A graduate student and a postdoctoral researcher in the Department of Biological Sciences at the University of Notre Dame have received highly competitive fellowships from the National Institutes of Health for work they are doing to investigate the important roles of glial cells during the development of the nervous system.
Graduate student Camden Hoover received a National Institute of Child Health and Human Development National Research Service Award (NRSA) Predoctoral F31 Fellowship. Sarah Light, a postdoctoral researcher, received a National Heart, Lung, and Blood Institute NRSA F32 Fellowship. These awards will support three years of their research in the lab of Cody Smith, the Elizabeth and Michael Gallagher Associate Professor of Biological Sciences.
Hoover’s recent work focuses on microglial cells during development, and a paper she co-authored in 2022 in Nature Neuroscience described the novel discovery of a subtype of microglia that are dependent on lymphatic endothelial cells. Scientists are seeking to learn more about glial cells, because the cells are now understood to have important implications for the immune and cardiovascular systems and might lead to better therapeutics for diseases.
Hoover said she is trying to build a picture of the differences in the microglia subtypes as well as the lineages from which they derive.
“What are these different populations doing? What sort of factors are they dependent on, so that we can better target these cells when things go awry in disease?” asked Hoover, who is hoping to defend her dissertation by the end of 2024. “We really need to learn about the basic biology of the cells, so we can understand how to target them.”
Light’s work focuses on a population of glial cells in the heart that researchers in Smith’s lab discovered. They named these cells “cardiac nexus glia” and demonstrated that they are important regulators of heart rate and rhythm. When researchers interrupted cardiac nexus glia development, the hearts appeared normal but did not respond normally to stimulation and displayed arrhythmias. Light said she hopes to further explore how cardiac nexus glia are established, and also wants to investigate their functional relationship with other types of cells in the heart.
“The results of these experiments will contribute crucial detail to our understanding of the multi-faceted roles of glia in the peripheral nervous system and provide important and specific insight about cardiac nexus glia function in heart development and disease,” she said, describing the impact of her current research.
After Light completes her postdoctoral training, she plans to seek a professorship at a university that focuses primarily on undergraduate education.
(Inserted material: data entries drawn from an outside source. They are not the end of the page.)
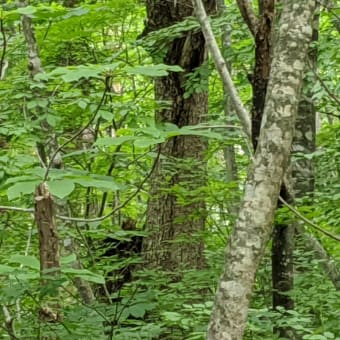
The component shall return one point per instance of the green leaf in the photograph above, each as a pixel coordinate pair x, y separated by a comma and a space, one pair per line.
137, 310
76, 12
28, 11
109, 141
21, 188
61, 188
84, 274
6, 269
159, 70
68, 259
100, 184
172, 316
144, 142
28, 261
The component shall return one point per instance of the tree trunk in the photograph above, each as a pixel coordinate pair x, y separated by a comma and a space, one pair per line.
254, 226
176, 212
303, 170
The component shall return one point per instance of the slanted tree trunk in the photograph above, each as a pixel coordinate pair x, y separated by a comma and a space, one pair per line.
254, 226
303, 170
283, 234
176, 213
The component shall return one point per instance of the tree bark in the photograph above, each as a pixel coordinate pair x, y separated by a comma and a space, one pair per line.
303, 170
175, 214
254, 226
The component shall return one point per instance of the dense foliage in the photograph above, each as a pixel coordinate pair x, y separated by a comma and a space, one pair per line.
95, 100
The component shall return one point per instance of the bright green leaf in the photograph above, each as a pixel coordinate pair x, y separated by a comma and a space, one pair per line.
61, 188
28, 261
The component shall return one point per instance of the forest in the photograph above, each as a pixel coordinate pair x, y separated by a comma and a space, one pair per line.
170, 169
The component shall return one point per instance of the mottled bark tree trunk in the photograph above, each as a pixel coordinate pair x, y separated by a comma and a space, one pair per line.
174, 222
254, 226
303, 170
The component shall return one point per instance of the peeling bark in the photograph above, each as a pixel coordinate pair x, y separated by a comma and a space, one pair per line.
174, 223
254, 226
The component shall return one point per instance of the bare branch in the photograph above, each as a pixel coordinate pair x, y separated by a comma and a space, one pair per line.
248, 15
221, 67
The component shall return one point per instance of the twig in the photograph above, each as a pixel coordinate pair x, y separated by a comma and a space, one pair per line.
98, 219
248, 15
75, 135
221, 67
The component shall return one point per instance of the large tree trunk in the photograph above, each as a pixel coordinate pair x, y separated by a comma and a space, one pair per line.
303, 170
176, 214
254, 226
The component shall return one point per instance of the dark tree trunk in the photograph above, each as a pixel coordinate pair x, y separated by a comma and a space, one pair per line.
176, 211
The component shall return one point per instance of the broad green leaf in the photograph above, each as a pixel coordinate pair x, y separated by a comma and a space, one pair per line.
109, 141
100, 184
61, 188
6, 269
138, 310
84, 274
28, 261
172, 316
159, 70
21, 188
143, 142
76, 12
28, 11
68, 259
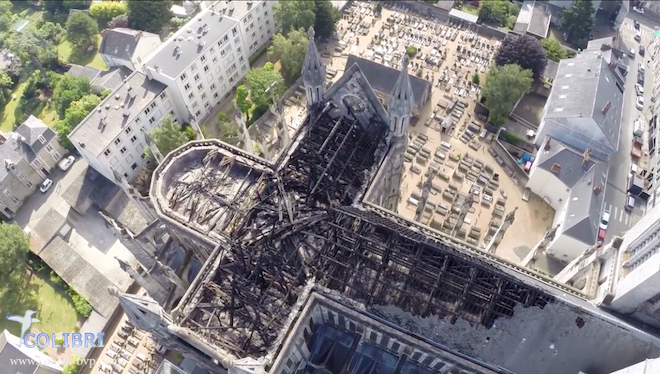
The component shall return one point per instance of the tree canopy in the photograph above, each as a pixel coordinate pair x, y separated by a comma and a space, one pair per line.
504, 86
294, 15
258, 81
578, 20
553, 49
168, 136
105, 11
497, 12
14, 248
149, 15
81, 30
525, 51
67, 90
290, 50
She is passionate about outreach and teaching and is looking forward to the opportunity to support and mentor the next generation of undergraduate researchers.
Hoover, who has become fascinated with the physics of light and microscopy, is considering either heading up a research laboratory or possibly working in industry with a focus on imaging after she earns her doctorate.
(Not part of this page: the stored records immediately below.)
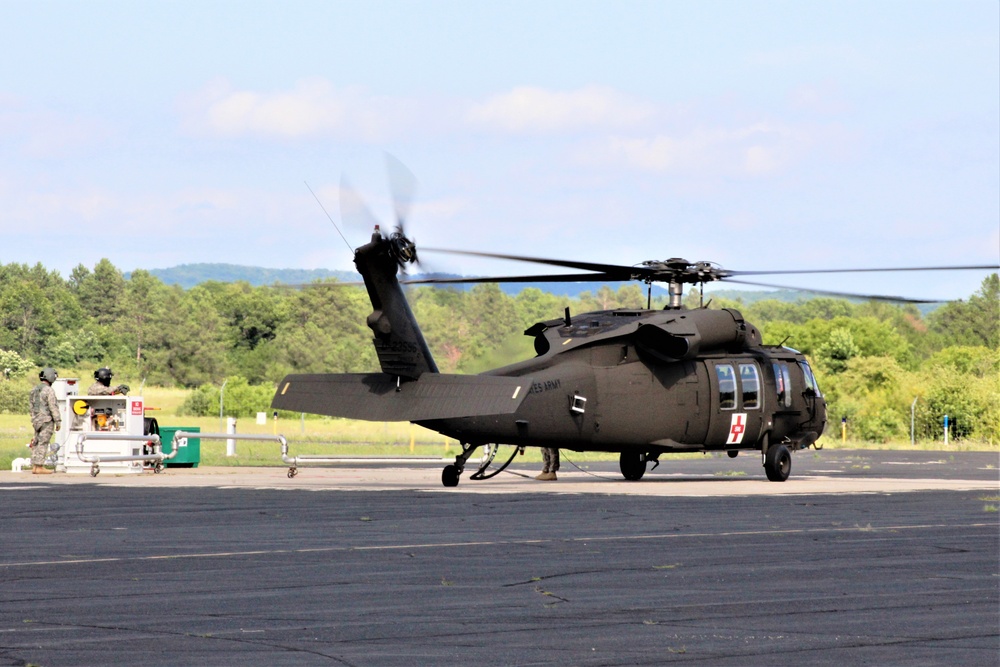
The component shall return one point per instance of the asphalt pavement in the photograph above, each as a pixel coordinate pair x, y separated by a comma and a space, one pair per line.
892, 558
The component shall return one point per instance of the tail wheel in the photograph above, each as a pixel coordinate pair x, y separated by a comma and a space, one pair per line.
632, 465
450, 474
778, 463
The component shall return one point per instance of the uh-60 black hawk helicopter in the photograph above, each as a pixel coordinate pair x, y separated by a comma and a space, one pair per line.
639, 382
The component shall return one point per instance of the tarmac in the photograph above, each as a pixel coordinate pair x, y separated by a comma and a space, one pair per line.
862, 557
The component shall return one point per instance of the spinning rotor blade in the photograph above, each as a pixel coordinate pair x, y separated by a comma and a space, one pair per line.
848, 295
553, 278
905, 268
607, 271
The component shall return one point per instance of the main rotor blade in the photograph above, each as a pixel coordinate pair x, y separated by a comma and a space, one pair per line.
621, 272
849, 295
904, 268
553, 278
Both said they were extremely honored to have been selected for these fellowships. Light said the fellowship award has helped her focus on the bigger picture of her research.
“When you are doing this work in the lab, nobody knows the project better than you and it’s easy to get both excited about and frustrated by the day-to-day,” Light said. “Receiving this fellowship is important and a boost of confidence that you can communicate the importance of your work in a compelling way.”
Smith noted the prestige of these two fellowships, adding that each researcher completed an extensive peer review process before being selected.
“Being awarded one of these fellowships is a major testament to the quality of scientists we have recruited here at Notre Dame,” Smith said. “Camden and Sarah are excellent scientists to receive these awards. I look forward to seeing the discoveries they will make in their remaining time in the lab."